The plan was, load the hives, start around six or seven o'clock in the evening, be on the road by eight o'clock, get to Sicamous, try to get six hours of sleep in, refuel, and then make the jump from Sicamous back to Stettler, which is under that 12-hour mark.
The way it actually went is that we started loading the bees at the time we said, but because of the rains and the snowmelt, the river in Keremeos was flooding, and in the farmer's field where the bees were, the river water came up high enough that it was blocking our egress out of the field. The beekeeper had to get all of his hives out of that field or else he wouldn't be able to get into them, so we had to load three trucks that night: a drop-deck; my truck, which is a tandem axle with a 32-foot deck on the back; and then another truck as well.
We got them all loaded, but when we tried to leave, the drop-deck tractor-trailer unit got stuck in the mud that was created by the river flowing through the field, and we were stuck there until three o'clock in the morning waiting for a trackhoe to come and pull us all out. That's how we finally got out.

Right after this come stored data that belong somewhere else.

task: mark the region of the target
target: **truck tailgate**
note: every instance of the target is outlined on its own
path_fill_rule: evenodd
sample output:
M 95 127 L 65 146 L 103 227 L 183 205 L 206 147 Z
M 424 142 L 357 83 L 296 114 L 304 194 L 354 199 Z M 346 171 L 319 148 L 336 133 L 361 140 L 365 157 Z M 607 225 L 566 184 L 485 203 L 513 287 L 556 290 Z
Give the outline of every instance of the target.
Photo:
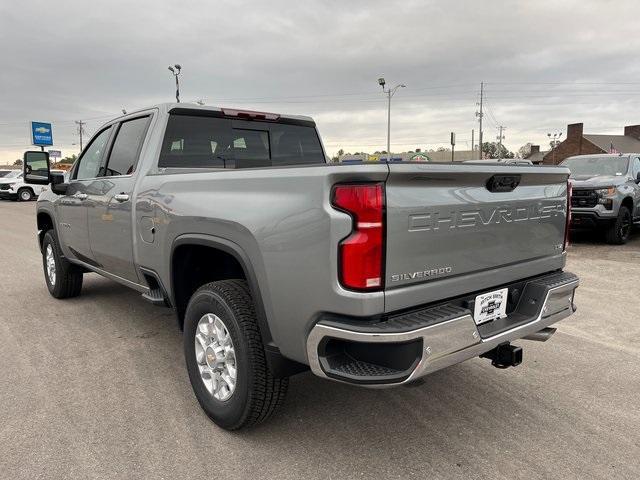
M 390 164 L 389 170 L 387 310 L 407 305 L 396 290 L 411 291 L 409 304 L 426 303 L 564 265 L 567 169 Z

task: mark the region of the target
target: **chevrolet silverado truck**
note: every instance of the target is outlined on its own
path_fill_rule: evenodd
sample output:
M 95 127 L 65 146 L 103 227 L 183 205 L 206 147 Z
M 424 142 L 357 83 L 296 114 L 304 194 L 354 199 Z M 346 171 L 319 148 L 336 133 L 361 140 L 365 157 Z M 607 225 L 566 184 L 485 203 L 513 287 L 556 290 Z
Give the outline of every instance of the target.
M 571 170 L 572 230 L 603 231 L 621 245 L 640 222 L 640 154 L 578 155 L 562 165 Z
M 327 163 L 309 117 L 164 104 L 116 118 L 68 181 L 27 152 L 51 295 L 95 272 L 175 311 L 219 426 L 288 377 L 390 387 L 474 357 L 517 365 L 571 315 L 565 167 Z M 135 321 L 135 319 L 131 319 Z

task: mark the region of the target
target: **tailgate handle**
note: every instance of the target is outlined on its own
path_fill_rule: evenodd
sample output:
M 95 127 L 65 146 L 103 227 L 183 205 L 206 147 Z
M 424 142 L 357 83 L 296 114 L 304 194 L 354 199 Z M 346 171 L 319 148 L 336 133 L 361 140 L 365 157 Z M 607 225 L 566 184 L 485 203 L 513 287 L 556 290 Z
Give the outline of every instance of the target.
M 520 185 L 520 175 L 494 175 L 487 180 L 490 192 L 511 192 Z

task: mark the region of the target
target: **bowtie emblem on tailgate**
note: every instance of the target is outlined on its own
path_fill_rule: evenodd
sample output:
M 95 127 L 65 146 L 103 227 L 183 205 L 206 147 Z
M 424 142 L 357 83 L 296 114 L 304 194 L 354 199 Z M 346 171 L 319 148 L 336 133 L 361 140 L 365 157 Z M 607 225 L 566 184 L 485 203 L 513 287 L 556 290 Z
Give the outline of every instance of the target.
M 520 185 L 520 175 L 494 175 L 487 180 L 490 192 L 511 192 Z

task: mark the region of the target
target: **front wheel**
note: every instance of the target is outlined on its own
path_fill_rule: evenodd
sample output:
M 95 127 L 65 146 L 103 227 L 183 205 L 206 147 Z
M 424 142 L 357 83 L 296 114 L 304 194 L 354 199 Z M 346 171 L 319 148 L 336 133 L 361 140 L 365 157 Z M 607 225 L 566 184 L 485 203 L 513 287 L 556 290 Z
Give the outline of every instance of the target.
M 616 218 L 615 223 L 611 225 L 606 232 L 607 243 L 613 245 L 623 245 L 627 243 L 631 236 L 632 227 L 633 219 L 631 218 L 631 211 L 624 205 L 621 205 L 618 211 L 618 218 Z
M 45 233 L 42 239 L 42 264 L 47 288 L 53 297 L 71 298 L 80 295 L 82 271 L 62 255 L 52 230 Z
M 21 188 L 18 190 L 18 199 L 21 202 L 29 202 L 33 200 L 33 191 L 30 188 Z
M 218 426 L 237 430 L 269 418 L 288 378 L 267 367 L 253 300 L 244 280 L 200 287 L 189 300 L 184 353 L 193 391 Z

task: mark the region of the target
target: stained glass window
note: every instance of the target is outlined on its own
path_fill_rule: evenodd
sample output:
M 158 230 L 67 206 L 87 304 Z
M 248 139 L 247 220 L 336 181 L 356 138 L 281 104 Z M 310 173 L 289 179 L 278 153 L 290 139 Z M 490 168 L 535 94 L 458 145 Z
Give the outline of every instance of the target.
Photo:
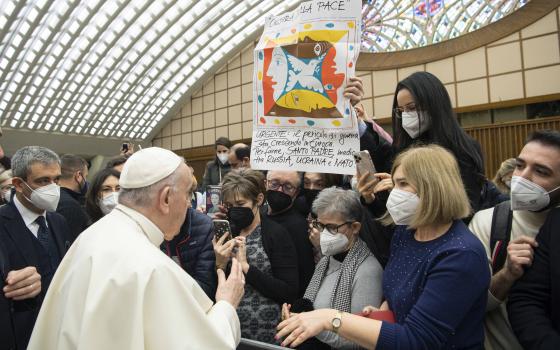
M 475 31 L 529 0 L 370 0 L 362 8 L 362 51 L 407 50 Z

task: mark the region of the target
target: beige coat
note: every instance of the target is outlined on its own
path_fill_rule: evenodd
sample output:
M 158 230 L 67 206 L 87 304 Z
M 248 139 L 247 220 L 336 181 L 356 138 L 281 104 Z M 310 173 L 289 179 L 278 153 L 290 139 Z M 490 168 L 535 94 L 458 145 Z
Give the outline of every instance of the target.
M 119 205 L 74 242 L 28 349 L 235 349 L 239 319 L 159 250 L 161 231 Z

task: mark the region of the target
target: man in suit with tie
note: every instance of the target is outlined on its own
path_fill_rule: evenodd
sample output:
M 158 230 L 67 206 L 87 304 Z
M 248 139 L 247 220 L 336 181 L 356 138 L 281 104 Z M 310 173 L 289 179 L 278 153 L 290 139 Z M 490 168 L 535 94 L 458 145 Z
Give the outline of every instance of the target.
M 17 349 L 25 349 L 71 234 L 64 217 L 55 213 L 58 155 L 44 147 L 23 147 L 12 157 L 12 172 L 15 190 L 10 203 L 0 207 L 5 253 L 0 299 L 10 305 L 11 315 L 0 318 L 0 328 L 12 329 Z

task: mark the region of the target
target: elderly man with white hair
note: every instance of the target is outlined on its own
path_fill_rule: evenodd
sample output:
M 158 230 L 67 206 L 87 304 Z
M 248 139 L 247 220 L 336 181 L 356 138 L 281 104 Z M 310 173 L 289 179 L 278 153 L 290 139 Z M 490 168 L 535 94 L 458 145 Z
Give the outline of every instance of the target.
M 29 349 L 234 349 L 244 277 L 218 270 L 216 303 L 159 250 L 190 206 L 183 159 L 152 147 L 134 153 L 119 205 L 84 231 L 54 276 Z

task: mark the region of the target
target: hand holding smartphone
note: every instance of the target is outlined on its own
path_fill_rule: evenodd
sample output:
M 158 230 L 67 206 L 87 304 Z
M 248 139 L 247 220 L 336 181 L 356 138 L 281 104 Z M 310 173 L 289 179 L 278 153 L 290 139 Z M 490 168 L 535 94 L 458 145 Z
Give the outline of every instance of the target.
M 354 161 L 356 162 L 356 169 L 360 176 L 367 175 L 367 182 L 375 179 L 374 174 L 377 173 L 377 170 L 367 150 L 354 152 Z
M 214 235 L 216 236 L 216 241 L 219 241 L 223 235 L 228 235 L 225 242 L 229 241 L 231 236 L 231 227 L 229 226 L 229 221 L 227 220 L 214 220 Z

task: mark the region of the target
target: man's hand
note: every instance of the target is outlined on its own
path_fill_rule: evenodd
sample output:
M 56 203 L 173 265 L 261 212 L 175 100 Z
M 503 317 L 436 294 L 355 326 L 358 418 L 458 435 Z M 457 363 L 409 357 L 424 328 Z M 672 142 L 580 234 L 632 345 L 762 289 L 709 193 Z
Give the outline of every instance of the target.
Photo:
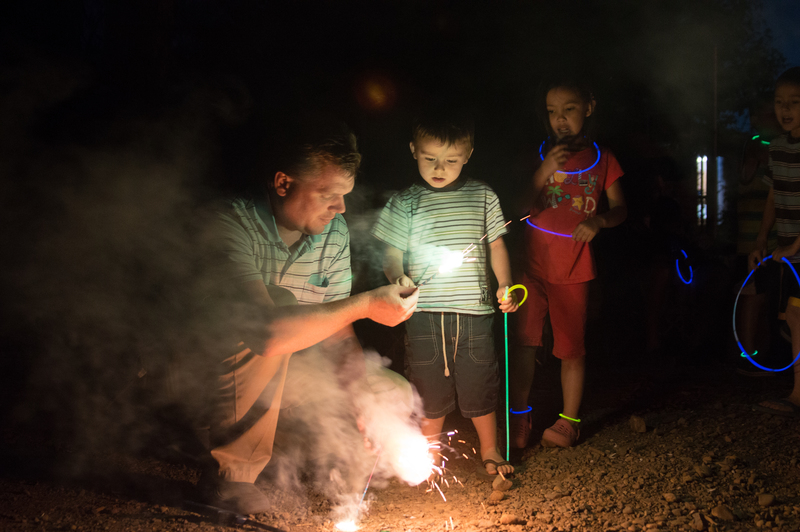
M 399 285 L 388 285 L 370 290 L 367 317 L 381 325 L 394 327 L 406 321 L 417 308 L 419 290 Z
M 408 275 L 401 275 L 397 279 L 395 279 L 394 284 L 397 286 L 404 286 L 406 288 L 416 288 L 417 285 L 414 284 L 414 281 L 411 280 L 411 277 Z
M 577 242 L 591 242 L 601 229 L 600 220 L 596 216 L 582 221 L 572 231 L 572 238 Z
M 497 290 L 497 302 L 500 303 L 500 310 L 503 313 L 507 312 L 516 312 L 519 308 L 519 303 L 517 303 L 517 297 L 514 295 L 514 292 L 509 292 L 508 297 L 506 300 L 503 301 L 503 296 L 506 294 L 505 286 L 501 286 Z

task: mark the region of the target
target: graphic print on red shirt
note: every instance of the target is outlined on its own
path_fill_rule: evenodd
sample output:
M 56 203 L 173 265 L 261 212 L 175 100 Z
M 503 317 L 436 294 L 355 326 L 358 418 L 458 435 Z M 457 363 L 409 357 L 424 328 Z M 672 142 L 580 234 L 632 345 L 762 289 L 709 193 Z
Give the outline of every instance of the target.
M 534 225 L 556 233 L 571 234 L 579 223 L 597 214 L 600 196 L 623 172 L 614 155 L 600 148 L 600 162 L 578 174 L 566 174 L 589 168 L 597 160 L 592 146 L 573 154 L 563 172 L 551 175 L 531 210 Z M 582 283 L 595 278 L 596 271 L 588 242 L 551 235 L 530 225 L 525 226 L 527 262 L 525 271 L 556 284 Z

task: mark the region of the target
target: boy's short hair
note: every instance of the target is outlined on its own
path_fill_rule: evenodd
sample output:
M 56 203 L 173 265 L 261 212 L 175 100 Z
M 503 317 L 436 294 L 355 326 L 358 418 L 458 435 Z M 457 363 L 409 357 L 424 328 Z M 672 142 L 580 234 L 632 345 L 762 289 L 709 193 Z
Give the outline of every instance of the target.
M 417 144 L 425 137 L 447 145 L 463 142 L 469 152 L 475 146 L 475 123 L 463 111 L 426 109 L 414 118 L 411 141 Z
M 775 82 L 775 85 L 781 85 L 783 83 L 800 85 L 800 67 L 792 67 L 778 76 L 778 80 Z

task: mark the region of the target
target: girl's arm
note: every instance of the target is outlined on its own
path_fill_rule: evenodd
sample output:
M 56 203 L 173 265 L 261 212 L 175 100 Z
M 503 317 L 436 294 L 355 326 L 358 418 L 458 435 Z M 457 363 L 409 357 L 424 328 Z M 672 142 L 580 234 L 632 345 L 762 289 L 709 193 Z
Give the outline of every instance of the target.
M 386 245 L 383 254 L 383 273 L 391 284 L 413 288 L 414 281 L 403 270 L 403 252 L 394 246 Z
M 517 305 L 517 299 L 513 293 L 509 294 L 506 300 L 503 301 L 506 288 L 514 284 L 514 281 L 511 279 L 511 264 L 508 260 L 508 250 L 505 243 L 503 243 L 502 236 L 489 244 L 489 260 L 494 276 L 497 278 L 497 301 L 500 303 L 500 310 L 503 312 L 516 312 L 519 305 Z
M 591 242 L 600 229 L 616 227 L 625 221 L 628 217 L 628 207 L 625 205 L 625 195 L 622 193 L 619 181 L 614 181 L 608 187 L 606 197 L 608 197 L 608 211 L 579 223 L 572 232 L 572 238 L 578 242 Z

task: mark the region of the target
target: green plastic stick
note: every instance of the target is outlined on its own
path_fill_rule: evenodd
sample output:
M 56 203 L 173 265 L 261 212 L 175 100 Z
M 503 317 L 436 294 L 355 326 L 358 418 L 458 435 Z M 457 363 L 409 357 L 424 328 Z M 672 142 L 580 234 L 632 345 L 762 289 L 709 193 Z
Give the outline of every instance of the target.
M 508 287 L 506 286 L 506 293 L 503 295 L 503 301 L 508 297 Z M 509 425 L 509 408 L 511 405 L 508 402 L 508 312 L 503 313 L 503 321 L 505 322 L 505 341 L 506 341 L 506 460 L 511 461 L 511 429 Z

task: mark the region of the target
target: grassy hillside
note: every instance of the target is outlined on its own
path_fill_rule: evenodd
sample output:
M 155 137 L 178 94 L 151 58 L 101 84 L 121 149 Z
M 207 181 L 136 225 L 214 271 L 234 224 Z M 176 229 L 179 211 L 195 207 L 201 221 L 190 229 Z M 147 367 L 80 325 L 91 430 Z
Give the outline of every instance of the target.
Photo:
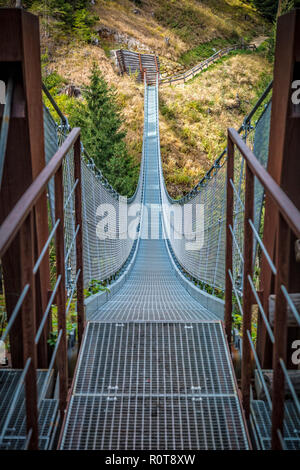
M 44 77 L 59 75 L 53 92 L 66 114 L 72 113 L 74 102 L 82 98 L 67 97 L 66 85 L 81 88 L 87 84 L 96 62 L 117 90 L 126 119 L 128 151 L 135 161 L 139 161 L 142 149 L 143 87 L 134 78 L 118 75 L 112 49 L 158 53 L 162 72 L 173 73 L 227 44 L 266 35 L 269 29 L 256 11 L 240 0 L 81 3 L 88 9 L 89 20 L 86 13 L 76 13 L 75 26 L 66 28 L 63 17 L 53 16 L 41 2 L 30 1 L 31 11 L 40 16 Z M 94 20 L 90 22 L 90 18 Z M 185 85 L 161 88 L 162 156 L 173 196 L 188 191 L 208 169 L 226 145 L 227 127 L 240 125 L 270 74 L 264 53 L 238 53 Z
M 226 147 L 228 127 L 238 128 L 271 79 L 260 52 L 239 53 L 193 80 L 160 88 L 161 153 L 173 196 L 188 191 Z
M 99 0 L 93 11 L 102 24 L 173 60 L 201 43 L 242 37 L 247 41 L 266 28 L 261 17 L 239 0 Z

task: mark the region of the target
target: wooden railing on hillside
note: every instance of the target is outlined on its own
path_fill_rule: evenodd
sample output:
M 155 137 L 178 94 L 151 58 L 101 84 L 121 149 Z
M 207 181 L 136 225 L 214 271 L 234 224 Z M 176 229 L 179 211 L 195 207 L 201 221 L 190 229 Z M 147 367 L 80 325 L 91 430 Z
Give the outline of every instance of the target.
M 159 73 L 158 56 L 119 49 L 116 51 L 116 57 L 121 74 L 136 74 L 139 82 L 143 82 L 145 76 L 147 83 L 154 84 L 156 82 L 156 75 Z
M 194 77 L 197 73 L 201 72 L 202 70 L 206 69 L 209 65 L 213 64 L 221 57 L 229 54 L 231 51 L 236 51 L 238 49 L 249 49 L 255 50 L 255 44 L 236 44 L 234 46 L 225 47 L 224 49 L 220 49 L 219 51 L 215 52 L 211 57 L 208 59 L 203 60 L 199 64 L 195 65 L 191 69 L 187 70 L 186 72 L 180 73 L 178 75 L 172 75 L 170 77 L 161 78 L 160 84 L 164 85 L 168 83 L 169 85 L 174 82 L 179 82 L 183 80 L 185 82 L 187 79 Z

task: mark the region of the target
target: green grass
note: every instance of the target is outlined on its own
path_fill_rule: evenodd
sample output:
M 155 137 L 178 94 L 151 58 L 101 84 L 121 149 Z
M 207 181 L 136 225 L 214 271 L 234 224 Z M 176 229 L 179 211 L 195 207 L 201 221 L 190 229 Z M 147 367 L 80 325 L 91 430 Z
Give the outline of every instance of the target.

At three o'clock in the morning, now I'm way behind. I'm still in Keremeos. I don't have the option of unloading my truck again, because then I have to wait until the next night to reload again to keep going. It wasn't likely that the river was going down, so I got up, got out of the field, drove down the road a little ways to the first gas station I could come to, refuelled, slept in my truck for an hour and a half, and then hit the road.
On the way home, we hit construction in the Kicking Horse Pass, but because I had bees on the back, I stopped about half a mile back behind the rest of the cars and turned my flashers on. I ran to the front of the line. I can't be stopped on the side of the road for very long because I'm going to have a cloud of bees flying around, and for anyone who has their windows open, there's a high probability they're going to get stung. There's 10% of the population who will go into an anaphylactic reaction if they get stung by bees.
The construction company realized that, so they radioed in and they gave me special permission to drive through the construction zone, passing all the other traffic that was stopped there.
For a well-planned trip, what should have been well within the requirements for hours of operation, I ended up putting in a 16-hour day to finally get home back to Stettler. It's not fun.
Again, the point is that we're hauling bees. I only do three or four runs like that a year. I can have a log in my truck, but for three or four runs.... The rest of it is all under provincial guidelines. The danger is not necessarily just the tired driver; there are other dangers and other things that need to be taken into consideration when you're looking at hours of service.
With the bees, we have to take into consideration that when we're driving, even if our loads are netted, we have escapes. What's going to happen when you stop for even two or three minutes during daylight hours? What other dangers are we going to present to the travelling public?